Attacker randomises terrain (based on Defender's terrain type), Defender chooses board edge to deploy and attacker moved first. Deployment is simultaneous and hidden from each side (a little irrelevant for solo play).  The programmed opponent takes care of all of this for you.  If both sides are defenders and so will not really attack one another, the attackers tactics become centre attack, as shown above.

Interesting deployment - almost a mirror image.  The Selucid better fortitude phalanxes and better army command has led to them having less other units.  It will be interesting to see how the game goes.

Selucids (left) Vs Ptolemaic (right)

The generals got locked into combat early on and stayed this way for the entire game (about 6 melees).

Generals in combat from turn 1 on.

Never have I seen so many 1's!  The Ptolemaic army rolled a 1 just about every time they were in melee.  This disordered them and subsequently routed them, and 4 units later they reached their breakpoint.  The Selucids lost some skirmishers and that was it.

End game. Selucid win due to Ptolemaic string of bad dice rolls.

Game 22 - Republican Rome Vs Later Carthage (Day 22/23 - Saturday/Sunday)


Six units for the Romans - the smallest force yet.  But with an army command of +2, it requires the Carthaginians to rout most of them.
Also noticed that I have previously made Triarii drilled (may wheel and move) but it is not showing up on this list.  Fixed it here and for other drilled troops.

Carthaginians (left) Vs Romans (right)
First zone order roll sees the entire Roman force go on the attack and rush for the centre.  No good as this will force them to advance quickly to engage, rather than advancing with the centre and protecting the flanks.  Luckily  the next turn they roll and are less excited - back to start orders.


Romans win, just.
Interesting battle. a close game that the Romans won, themselves only one unit from breaking. The legions won in the centre against the Libyans, but then the Carthaginian Veterans rolled up the centre legions.  finally the citizen infantry succumbed to the Triarii and the game was won by the Romans.  While I thought it would be hard for the Romans, quality does count a lot in the game (as designed).

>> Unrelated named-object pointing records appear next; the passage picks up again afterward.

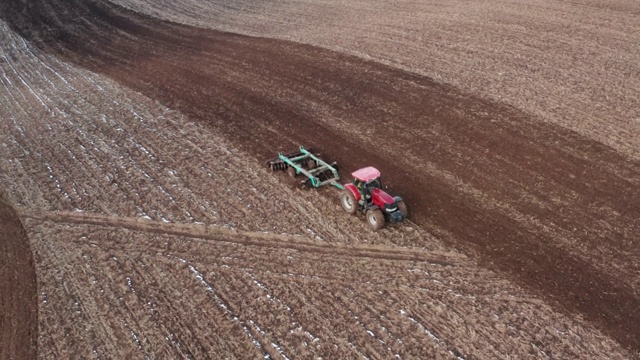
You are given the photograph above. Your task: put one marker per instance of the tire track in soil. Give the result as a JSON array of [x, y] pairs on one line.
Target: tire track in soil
[[267, 95], [220, 233], [18, 295]]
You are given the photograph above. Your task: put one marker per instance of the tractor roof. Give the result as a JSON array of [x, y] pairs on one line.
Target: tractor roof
[[366, 174]]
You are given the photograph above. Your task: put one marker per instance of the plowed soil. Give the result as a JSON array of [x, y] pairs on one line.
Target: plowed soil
[[19, 316], [154, 129]]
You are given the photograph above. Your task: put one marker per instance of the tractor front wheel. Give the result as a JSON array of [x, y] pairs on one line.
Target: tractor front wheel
[[348, 201], [375, 219]]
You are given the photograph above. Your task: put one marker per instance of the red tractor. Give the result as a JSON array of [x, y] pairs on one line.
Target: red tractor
[[365, 194]]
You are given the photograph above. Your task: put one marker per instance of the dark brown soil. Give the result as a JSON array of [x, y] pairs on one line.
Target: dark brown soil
[[18, 289], [556, 211]]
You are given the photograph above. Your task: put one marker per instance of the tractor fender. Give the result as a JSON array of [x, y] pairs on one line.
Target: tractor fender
[[354, 191]]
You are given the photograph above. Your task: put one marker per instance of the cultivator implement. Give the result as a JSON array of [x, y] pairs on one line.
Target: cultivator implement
[[317, 172]]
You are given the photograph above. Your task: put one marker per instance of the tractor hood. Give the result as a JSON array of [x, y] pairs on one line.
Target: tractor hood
[[380, 197]]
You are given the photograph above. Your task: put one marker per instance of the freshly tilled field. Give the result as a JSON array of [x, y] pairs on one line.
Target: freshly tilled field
[[133, 153]]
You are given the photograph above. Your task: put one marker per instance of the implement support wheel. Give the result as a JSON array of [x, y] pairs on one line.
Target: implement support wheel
[[403, 208], [348, 201], [375, 219]]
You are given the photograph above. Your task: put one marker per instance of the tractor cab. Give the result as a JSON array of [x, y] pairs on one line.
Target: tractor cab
[[365, 194], [365, 180]]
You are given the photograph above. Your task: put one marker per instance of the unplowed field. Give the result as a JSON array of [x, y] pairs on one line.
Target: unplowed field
[[133, 151]]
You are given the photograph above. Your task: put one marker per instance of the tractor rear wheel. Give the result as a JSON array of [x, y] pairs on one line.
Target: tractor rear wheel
[[403, 208], [375, 219], [348, 201]]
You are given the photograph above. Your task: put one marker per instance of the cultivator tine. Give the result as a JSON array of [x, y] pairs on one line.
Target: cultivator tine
[[317, 172]]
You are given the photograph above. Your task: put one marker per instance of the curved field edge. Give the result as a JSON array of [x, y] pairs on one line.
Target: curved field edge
[[18, 289], [574, 64]]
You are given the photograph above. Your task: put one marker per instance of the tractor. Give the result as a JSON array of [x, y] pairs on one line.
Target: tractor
[[365, 194]]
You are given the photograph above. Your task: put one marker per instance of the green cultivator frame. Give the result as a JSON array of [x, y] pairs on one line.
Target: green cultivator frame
[[317, 172]]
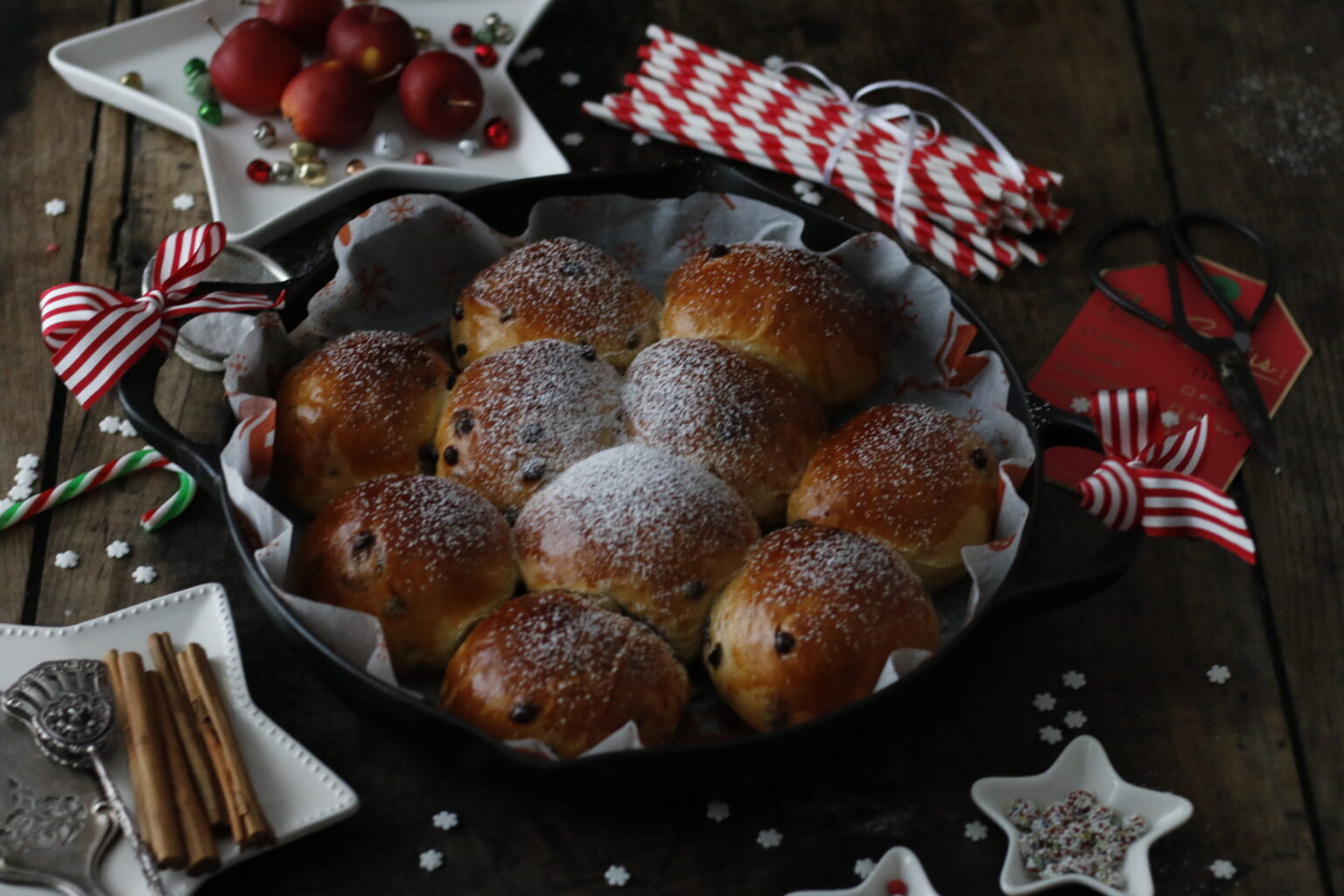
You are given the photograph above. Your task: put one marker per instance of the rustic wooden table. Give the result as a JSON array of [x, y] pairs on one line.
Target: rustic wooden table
[[1148, 107]]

Game 23 - Archemenid Persia Vs Lydian (Day 23 - Sunday)
I have caught up and now back on track - game 23 on the 23rd day.



Persia (left) Vs Lydia (right)

The unlucky Lydian general - a great move but unlucky and killed.
So unlucky!  Lydian General attacks the end unit of the battleline (ignoring the peltasts as they are unlikely to do much damage to the general unit).  It is Combat value 2 + 1(high fortitude) +2 Gerneral) +2 hock impact) - 1 single unit = 6 Vs 3 for the Sparabara. so a difference of 3.  Rolls a 1, gernal killed check - rolls a 1 - killed.  first combat of the game, General gone already!  so the unit survives, the the general ability is gone and each unit undergoes a morale check.


Lydians lose.
It was going to be hard for Lydia with te general gone.  And in fact they lost and Persia lost no units.  Losing a general early on hinders being able to move units and concentration of effort (the general's +2 bonus). The Lydians never recovered and the Persians controlled the game..

Thoughts
Really enjoying these battles and the rules are holding up very well.  I think so I far I have made 2 minor changes to the rules (last time was Game 7) and a few tweaks to the programmed opponent.  Hopefully after the last 8 games the rules can be considered by me stable and won't require much, if any, change from here on in. i feel a bit more confident reaching 30 games in 30 days.  Game 23 was on day 23 and the next 8 days are not very busy (yet!).